Page 121 - e-KLIPING KETENAGAKERJAAN 5 OKTOBER 2020
P. 121
Banyaknya penolakan dan demo yang dilakukan masyarakat menunjukkan RUU Cipta Kerja itu
harus lebih mewadahi aspirasi rakyat. "Pemerintah dan DPR tidak boleh memanfaatkan situasi
pandemi ini untuk mengesahkan UU yang tidak diinginkan karena merugikan rakyat," katanya di
Jakarta.
Syarief Hasan mengatakan pemerintah seharusnya hadir untuk memberikan teladan dan
pelayanan perlindungan terbaik bagi rakyat. "Bukan semakin mempersulit rakyat dan
keberpihakan kepada pengusaha yang melanggar hukum, dan yang merusak lingkungan, bahkan
keberpihakan kepada tenaga kerja asing lewat RUU Cipta Kerja yang dibahas di tengah pandemi
Covid-19," katanya.
Apalagi, kata dia, Bank Dunia dalam laporan berjudul Indonesia Economic Prospects : The Long
Road to Recovery pada Rabu 29 Juli 2020 juga menyoroti tiga poin RUU Cipta Kerja. Tiga poin
itu adalah klausul mengenai ketenagakerjaan, perizinan, dan lingkungan. "Revisi terhadap UU
Cipta Kerja Omnibus Law memiliki potensi mengurangi perlindungan yang diberikan terhadap
pekerja," kata Hasan, mengutip salah satu isi laporan Bank Dunia itu.
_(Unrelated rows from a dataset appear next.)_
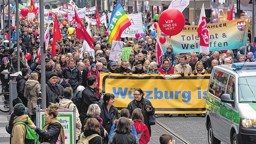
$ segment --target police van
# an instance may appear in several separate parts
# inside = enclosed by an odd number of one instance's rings
[[[215,66],[207,95],[209,144],[256,144],[256,62]]]

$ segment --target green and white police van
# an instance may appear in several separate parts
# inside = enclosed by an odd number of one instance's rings
[[[256,62],[215,66],[206,111],[209,144],[256,144]]]

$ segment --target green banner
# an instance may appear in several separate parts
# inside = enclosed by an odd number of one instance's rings
[[[123,60],[129,60],[129,56],[132,54],[132,47],[123,48],[122,51],[122,59]]]

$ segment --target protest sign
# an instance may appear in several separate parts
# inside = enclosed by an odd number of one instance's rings
[[[131,51],[132,50],[132,47],[125,47],[123,48],[122,51],[122,59],[123,60],[129,60],[129,55],[132,53]]]
[[[123,43],[123,42],[120,41],[113,40],[112,41],[109,60],[115,61],[121,61]]]
[[[65,144],[75,144],[75,112],[70,110],[58,110],[58,120],[62,124],[65,134]],[[37,125],[41,129],[45,124],[44,113],[45,110],[37,110],[36,117],[38,119]],[[60,144],[59,138],[56,144]]]
[[[248,33],[248,18],[228,22],[207,24],[209,29],[210,51],[232,50],[246,46]],[[199,38],[197,26],[185,26],[176,35],[166,37],[165,43],[161,45],[163,52],[171,43],[174,53],[198,52]]]
[[[105,34],[105,28],[103,26],[99,26],[98,28],[96,25],[91,25],[91,31],[95,34]]]
[[[156,114],[204,114],[210,74],[197,76],[159,74],[100,74],[100,90],[115,95],[115,107],[127,108],[140,88]],[[126,85],[124,85],[126,84]],[[157,85],[152,85],[157,84]]]
[[[91,18],[88,18],[87,16],[85,16],[85,22],[88,23],[91,23],[92,25],[96,25],[96,19],[92,19]],[[104,25],[106,27],[107,27],[107,17],[106,16],[106,15],[104,14],[103,16],[102,16],[100,18],[99,20],[100,20],[100,23],[101,24],[104,23]]]
[[[130,30],[130,33],[133,37],[135,37],[135,34],[136,33],[140,33],[143,31],[142,26],[142,16],[141,13],[136,14],[128,14],[127,16],[130,20],[131,25],[129,26]],[[108,17],[111,17],[111,13],[108,13]],[[130,36],[129,29],[126,29],[122,33],[121,37],[131,37]]]
[[[34,13],[30,12],[28,14],[28,20],[33,20],[35,18]]]
[[[86,14],[86,7],[85,7],[83,8],[81,8],[80,10],[77,11],[76,12],[77,13],[77,14],[78,15],[78,17],[80,18],[84,18],[85,17],[85,15]],[[69,22],[71,22],[72,20],[73,20],[73,17],[75,16],[75,12],[73,13],[68,13],[68,21]]]

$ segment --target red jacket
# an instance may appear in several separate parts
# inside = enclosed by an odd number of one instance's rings
[[[140,133],[142,133],[139,141],[139,144],[148,144],[150,140],[150,136],[147,126],[143,123],[141,120],[139,119],[134,119],[133,122],[133,125],[136,128],[136,131],[137,132],[138,135],[139,135]]]
[[[174,72],[174,68],[171,66],[170,66],[170,68],[167,70],[164,70],[162,66],[159,68],[158,70],[161,74],[166,75],[173,74]]]

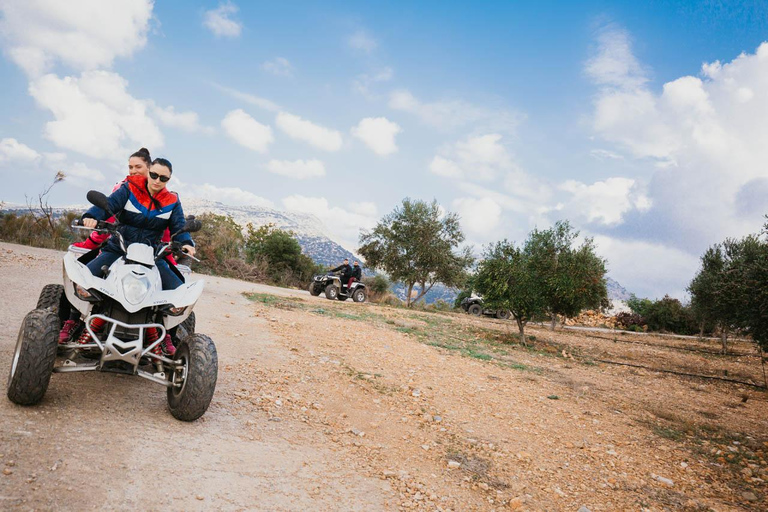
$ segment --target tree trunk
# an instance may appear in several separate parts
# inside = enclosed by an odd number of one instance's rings
[[[720,334],[720,342],[723,344],[723,354],[728,353],[728,328],[723,327],[723,330]]]
[[[520,342],[527,347],[528,344],[525,342],[525,322],[517,317],[515,317],[515,320],[517,320],[517,328],[520,329]]]

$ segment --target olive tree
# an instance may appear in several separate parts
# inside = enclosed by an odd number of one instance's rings
[[[406,304],[422,299],[435,283],[458,286],[473,258],[459,245],[464,233],[455,213],[441,210],[437,201],[403,199],[370,232],[360,235],[358,252],[366,264],[404,283]],[[412,299],[415,285],[418,295]]]
[[[549,229],[534,229],[526,242],[531,262],[544,281],[546,312],[553,330],[558,316],[573,318],[608,303],[605,261],[595,254],[591,238],[576,246],[578,236],[566,220]]]

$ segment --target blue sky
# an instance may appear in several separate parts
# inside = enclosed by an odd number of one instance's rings
[[[684,297],[768,213],[761,2],[0,0],[0,201],[108,190],[141,146],[182,200],[317,215],[354,248],[406,196],[478,249],[569,219]],[[765,192],[765,193],[764,193]]]

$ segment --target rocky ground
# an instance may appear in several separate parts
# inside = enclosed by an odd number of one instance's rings
[[[0,285],[55,282],[59,257],[0,244]],[[524,346],[512,322],[208,279],[206,416],[173,420],[138,379],[55,375],[40,406],[0,403],[0,508],[766,508],[768,396],[747,342],[723,356],[532,327]],[[0,298],[0,372],[28,295]]]

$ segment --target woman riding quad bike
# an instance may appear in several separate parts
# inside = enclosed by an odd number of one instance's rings
[[[111,235],[101,254],[64,257],[64,286],[48,285],[38,308],[22,323],[8,380],[8,398],[31,405],[45,394],[51,372],[109,371],[138,375],[168,388],[173,416],[192,421],[202,416],[213,397],[218,356],[213,341],[190,334],[180,324],[191,314],[203,281],[186,283],[163,259],[167,249],[194,254],[190,232],[175,194],[165,190],[171,164],[153,162],[150,179],[131,176],[109,198],[88,193],[94,207],[78,223]],[[103,219],[116,217],[114,224]],[[158,244],[167,227],[174,242]],[[42,303],[42,304],[41,304]],[[76,342],[59,344],[56,336],[69,309],[79,311],[85,328]],[[160,351],[169,333],[174,354]],[[57,348],[69,354],[55,366]],[[78,359],[98,359],[78,362]],[[143,369],[154,365],[155,370]]]

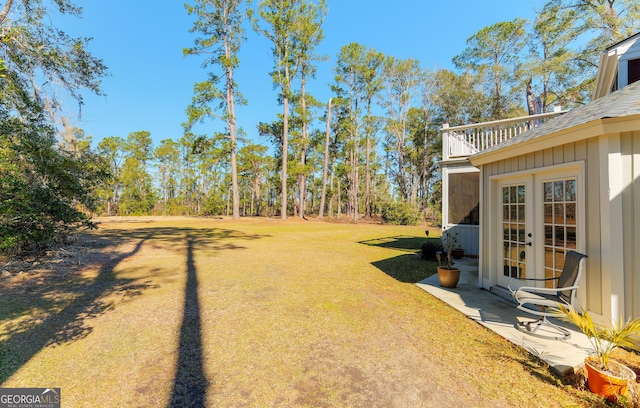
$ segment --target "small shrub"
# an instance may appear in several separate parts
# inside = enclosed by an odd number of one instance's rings
[[[420,257],[425,261],[435,261],[436,252],[443,251],[442,243],[438,238],[430,238],[422,244],[420,248]]]
[[[417,225],[420,221],[420,210],[407,203],[387,202],[382,205],[381,212],[385,224]]]

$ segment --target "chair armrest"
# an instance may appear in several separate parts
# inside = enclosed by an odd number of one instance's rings
[[[539,281],[539,282],[544,282],[544,281],[550,281],[550,280],[558,280],[560,279],[559,276],[555,277],[555,278],[524,278],[524,279],[517,279],[517,278],[511,278],[509,279],[509,282],[507,282],[507,289],[509,289],[509,292],[511,292],[511,296],[514,296],[515,292],[519,290],[519,288],[512,288],[511,287],[511,282],[512,281]],[[522,286],[523,288],[529,288],[530,286]]]
[[[522,286],[521,288],[518,288],[514,294],[513,297],[517,298],[518,297],[518,292],[525,292],[525,293],[545,293],[548,295],[556,295],[558,294],[558,292],[564,292],[567,290],[576,290],[578,289],[578,286],[567,286],[565,288],[538,288],[535,286]]]
[[[511,278],[511,279],[515,279],[515,278]],[[523,279],[519,279],[519,280],[548,281],[548,280],[558,280],[558,279],[560,279],[559,276],[556,276],[555,278],[523,278]]]

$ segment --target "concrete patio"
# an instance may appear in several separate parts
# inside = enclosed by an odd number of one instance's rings
[[[518,321],[534,320],[533,315],[516,309],[510,299],[478,287],[477,260],[456,261],[460,268],[460,281],[454,289],[440,286],[438,276],[418,282],[417,285],[433,296],[456,308],[470,319],[494,331],[510,342],[539,357],[559,375],[567,375],[582,367],[592,347],[587,337],[568,323],[554,319],[554,323],[571,331],[568,340],[547,340],[520,332]]]

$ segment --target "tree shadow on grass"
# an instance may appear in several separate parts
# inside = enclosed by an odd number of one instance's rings
[[[424,261],[417,254],[398,255],[393,258],[372,262],[392,278],[404,283],[417,283],[436,273],[435,262]]]
[[[393,237],[368,239],[366,241],[360,241],[359,243],[369,246],[397,249],[399,251],[416,252],[419,251],[422,244],[429,239],[435,238],[396,235]]]
[[[73,299],[70,302],[47,300],[47,297],[51,296],[48,288],[20,294],[19,296],[30,298],[24,303],[26,310],[22,312],[14,310],[15,314],[24,315],[28,313],[29,308],[49,304],[48,315],[43,320],[27,319],[26,325],[23,321],[18,321],[18,323],[10,322],[6,326],[7,330],[3,333],[4,340],[0,342],[0,384],[9,379],[46,346],[63,344],[89,334],[92,329],[86,321],[113,307],[110,303],[100,301],[103,296],[114,292],[135,295],[146,289],[148,286],[146,283],[116,278],[114,268],[126,258],[138,253],[147,238],[140,239],[129,252],[107,255],[97,277],[90,283],[70,274],[70,280],[74,278],[79,280],[75,285],[65,288],[65,296]],[[77,274],[79,271],[75,272]],[[54,289],[58,286],[60,284],[54,285]]]
[[[436,273],[437,263],[421,257],[421,247],[426,242],[439,242],[438,238],[396,235],[360,241],[361,244],[395,249],[409,254],[398,255],[371,264],[392,278],[404,283],[416,283]]]
[[[194,239],[187,238],[187,285],[184,295],[180,345],[170,407],[204,407],[208,381],[202,359],[202,322],[198,276],[193,261]]]
[[[96,261],[98,271],[95,278],[83,277],[83,271],[87,266],[78,264],[53,271],[52,275],[55,277],[51,284],[47,281],[26,287],[22,285],[18,291],[6,286],[0,287],[0,324],[5,322],[5,330],[0,334],[0,385],[45,347],[78,340],[91,333],[92,327],[88,321],[115,307],[113,303],[105,301],[109,294],[118,293],[124,297],[132,297],[142,295],[145,290],[153,288],[151,280],[124,279],[115,273],[116,267],[127,258],[136,255],[143,245],[159,244],[162,248],[168,247],[179,254],[184,254],[186,250],[188,285],[180,352],[194,348],[194,355],[197,356],[198,350],[202,352],[202,345],[198,337],[200,320],[199,305],[195,296],[197,280],[193,262],[194,247],[197,244],[198,249],[208,251],[243,249],[244,247],[225,240],[254,240],[264,236],[218,228],[150,227],[106,230],[99,233],[99,236],[92,237],[88,246],[100,253]],[[108,250],[126,242],[133,244],[132,250],[125,253]],[[167,243],[171,245],[167,246]],[[34,317],[33,311],[39,312],[40,316]],[[195,321],[192,320],[192,316],[197,316]],[[181,361],[189,359],[189,353],[184,356],[181,357]],[[181,364],[187,367],[186,362]],[[200,374],[196,377],[204,380],[204,375],[201,375],[201,356],[198,364],[199,368],[196,366],[195,372]],[[181,370],[193,371],[187,368]],[[187,377],[186,374],[178,372],[176,384],[184,383]],[[195,392],[200,395],[200,401],[204,401],[206,389],[206,382],[202,384],[204,385],[197,386]]]

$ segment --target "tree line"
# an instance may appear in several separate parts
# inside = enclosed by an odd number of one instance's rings
[[[202,81],[178,140],[149,132],[91,137],[62,117],[60,90],[82,104],[100,94],[103,61],[53,26],[70,0],[6,0],[0,12],[0,251],[90,227],[88,214],[348,216],[414,222],[440,212],[441,124],[545,112],[589,101],[606,46],[638,30],[633,0],[550,0],[532,21],[489,25],[467,40],[455,70],[345,44],[332,97],[309,92],[324,39],[325,0],[193,0]],[[244,139],[236,106],[248,103],[235,73],[246,30],[269,40],[274,103],[260,123],[266,143]],[[422,45],[421,45],[422,46]],[[55,85],[55,86],[54,86]],[[271,144],[273,154],[268,154]],[[43,197],[48,197],[43,200]],[[27,231],[27,232],[25,232]]]

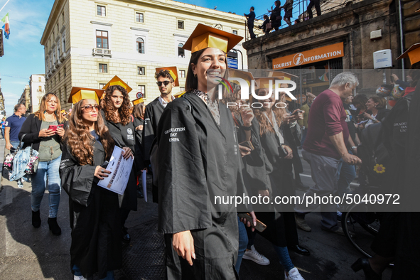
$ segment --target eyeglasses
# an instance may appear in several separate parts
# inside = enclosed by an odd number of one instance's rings
[[[85,109],[85,110],[89,113],[90,112],[92,112],[92,110],[93,109],[93,108],[95,108],[95,109],[96,111],[99,111],[99,105],[86,105],[86,106],[83,106],[82,107],[82,109]]]
[[[163,81],[163,82],[157,82],[156,85],[158,85],[158,87],[161,87],[162,84],[165,85],[165,87],[167,86],[168,85],[169,85],[171,83],[171,82],[169,81]]]

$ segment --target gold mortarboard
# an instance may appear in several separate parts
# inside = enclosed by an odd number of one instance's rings
[[[136,99],[131,101],[131,102],[133,102],[133,105],[136,105],[144,102],[144,100],[143,100],[143,94],[141,92],[137,92],[137,95],[136,95]]]
[[[178,79],[178,69],[176,68],[176,66],[158,68],[156,68],[156,72],[159,72],[161,70],[166,70],[169,71],[169,74],[171,75],[171,77],[172,77],[172,78],[173,79],[173,82],[175,82],[175,86],[179,87],[179,80]]]
[[[397,59],[409,58],[411,65],[420,61],[420,43],[415,43],[411,45],[407,50],[399,55]]]
[[[176,95],[173,95],[173,97],[174,97],[175,98],[179,98],[179,97],[181,97],[181,96],[183,96],[183,95],[184,93],[185,93],[185,92],[185,92],[185,90],[183,90],[182,92],[178,92]]]
[[[239,77],[244,79],[248,83],[248,86],[251,85],[251,82],[254,80],[252,73],[248,71],[241,71],[236,69],[229,69],[229,77]],[[238,81],[230,81],[237,85],[239,85]]]
[[[82,99],[95,99],[99,104],[104,92],[104,90],[73,87],[68,103],[76,104]]]
[[[227,53],[244,38],[198,23],[183,48],[195,53],[206,48],[216,48]]]
[[[105,86],[104,87],[102,87],[102,90],[107,90],[107,89],[112,85],[121,85],[122,87],[126,89],[126,90],[127,91],[127,93],[129,93],[131,90],[133,90],[132,88],[129,87],[129,85],[127,84],[126,84],[122,80],[121,80],[117,75],[114,76],[112,79],[111,79],[111,80],[109,82],[108,82],[108,83],[107,85],[105,85]]]
[[[291,80],[292,77],[299,77],[296,75],[286,73],[283,71],[269,71],[269,77],[275,77],[281,80]]]

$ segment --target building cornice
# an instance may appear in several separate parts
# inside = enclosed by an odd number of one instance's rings
[[[183,34],[176,34],[176,33],[173,33],[173,36],[176,36],[176,37],[190,38],[190,36],[188,36],[188,35],[183,35]]]
[[[131,30],[136,30],[137,31],[144,31],[144,32],[149,32],[149,31],[150,31],[150,29],[139,28],[137,27],[130,27],[130,29],[131,29]]]
[[[100,22],[100,21],[90,21],[90,23],[92,23],[92,24],[99,24],[99,25],[101,25],[101,26],[112,26],[112,23],[107,23],[106,22]]]

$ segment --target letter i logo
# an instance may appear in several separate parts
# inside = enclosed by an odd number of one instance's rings
[[[293,58],[293,63],[295,64],[295,65],[300,65],[301,64],[302,64],[303,63],[303,60],[305,59],[305,57],[303,56],[303,54],[301,53],[296,53],[295,55],[295,56]]]

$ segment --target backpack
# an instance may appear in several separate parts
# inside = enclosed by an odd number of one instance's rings
[[[361,141],[357,148],[357,156],[362,160],[360,185],[382,187],[390,161],[388,150],[384,145],[382,123],[372,124],[363,129]]]

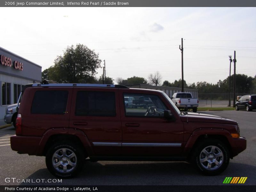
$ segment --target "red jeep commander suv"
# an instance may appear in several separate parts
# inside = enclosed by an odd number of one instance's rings
[[[135,103],[141,97],[150,100],[146,108],[126,107],[125,98],[133,97]],[[236,121],[181,113],[160,91],[30,84],[23,88],[20,102],[12,148],[45,156],[48,170],[60,178],[75,176],[86,158],[187,161],[202,173],[214,175],[246,148]]]

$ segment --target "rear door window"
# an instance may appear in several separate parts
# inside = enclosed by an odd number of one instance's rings
[[[38,91],[35,93],[31,113],[64,114],[66,113],[68,92]]]
[[[78,91],[75,113],[78,116],[116,116],[115,93]]]
[[[162,117],[167,107],[157,95],[124,93],[124,98],[131,97],[132,104],[124,108],[125,116],[133,117]],[[125,106],[125,103],[124,103]]]

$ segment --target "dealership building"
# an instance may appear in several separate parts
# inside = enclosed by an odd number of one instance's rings
[[[4,118],[7,106],[17,102],[24,85],[41,81],[42,68],[0,47],[0,119]]]

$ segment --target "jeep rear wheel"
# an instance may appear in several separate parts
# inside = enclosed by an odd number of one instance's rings
[[[76,145],[59,143],[49,149],[45,163],[47,168],[54,176],[71,178],[82,169],[84,156],[79,148]]]
[[[229,161],[228,150],[220,141],[204,140],[196,150],[194,160],[199,171],[208,175],[215,175],[223,172]]]

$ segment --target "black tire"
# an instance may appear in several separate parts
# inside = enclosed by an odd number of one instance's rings
[[[249,107],[249,105],[246,105],[245,107],[246,107],[246,110],[247,111],[251,111],[251,109]]]
[[[192,160],[201,173],[216,175],[227,168],[229,162],[229,151],[220,141],[206,139],[196,147]]]
[[[66,155],[63,154],[64,151]],[[59,142],[48,150],[45,156],[45,163],[50,172],[55,177],[71,178],[82,170],[84,159],[84,153],[76,145],[68,142]],[[55,166],[53,165],[54,163]]]
[[[16,129],[16,119],[17,118],[17,116],[18,116],[18,114],[15,113],[12,116],[12,124],[13,125],[14,128]]]

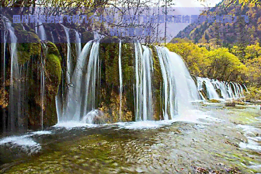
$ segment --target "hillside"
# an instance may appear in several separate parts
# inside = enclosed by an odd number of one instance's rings
[[[235,3],[226,7],[227,4],[227,1],[223,0],[202,15],[232,15],[237,16],[237,20],[226,23],[197,21],[189,24],[174,38],[186,38],[196,43],[211,43],[223,46],[236,43],[245,46],[260,42],[261,6]],[[248,16],[249,21],[246,22],[242,15]]]

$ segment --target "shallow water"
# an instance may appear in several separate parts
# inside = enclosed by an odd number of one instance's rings
[[[66,123],[7,137],[0,140],[0,160],[5,163],[0,173],[261,173],[258,106],[207,103],[200,108],[192,122],[187,121],[190,113],[169,121]]]

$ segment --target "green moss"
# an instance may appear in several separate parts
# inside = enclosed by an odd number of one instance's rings
[[[48,54],[54,54],[58,57],[60,61],[61,60],[60,53],[55,44],[51,42],[48,42],[46,43],[46,46],[47,47]]]
[[[47,72],[55,81],[60,82],[62,70],[61,58],[53,54],[48,54],[46,57]]]
[[[20,65],[30,61],[31,58],[38,57],[41,54],[41,44],[38,37],[30,32],[20,31],[19,38],[24,39],[18,41],[17,44],[17,58]],[[24,42],[24,43],[22,43]]]

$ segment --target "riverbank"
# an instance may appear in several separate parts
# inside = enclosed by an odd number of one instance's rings
[[[195,115],[200,118],[193,122],[52,127],[42,135],[30,137],[41,147],[37,155],[5,164],[1,172],[261,173],[261,112],[258,106],[232,107],[207,103],[200,108],[201,115]]]

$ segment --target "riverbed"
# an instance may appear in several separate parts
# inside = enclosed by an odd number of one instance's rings
[[[199,103],[175,120],[60,124],[0,140],[4,174],[261,173],[258,105]]]

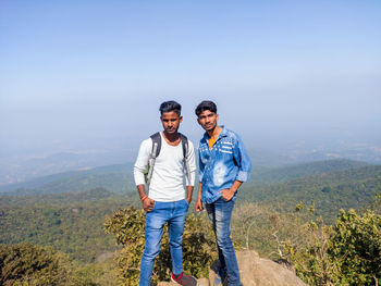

Ketua Badan Legislasi DPR, Supratman Andi Agtas, dalam rapat panitia kerja RUU Cipta Kerja di
Jakarta, Sabtu (26/9), mengatakan, penggunaan tenaga kerja asing akan tetap sesuai dengan
ketentuan UU Ketenagakerjaan namun ada penambahan terkait klaster keimigrasian dalam RUU
Ciptaker.
Aturan itu, menurutnya, dibuat agar calon investor dan orang yang akan menjadi pengurus
perusahaan dalam posisinya sebagai komisaris maupun direksi, wajib mengikuti aturan
ketentuan yang telah diputuskan dalam UU Keimigrasian. Namun,Hasan menilai aturan yang
terdapat dalam RUU Omnibus Law itu akan membuat penggunaan TKA semakin besar.
Selain itu, menurut anggota Majelis Tinggi Partai Demokrat itu, RUU Cipta Kerja akan semakin
mempermudah perusahaan melakukan PHK, pasalnya sanksi terhadap perusahaan yang
melanggar aturan RUU Omnibus Law itu hanya bersifat hukum administratif.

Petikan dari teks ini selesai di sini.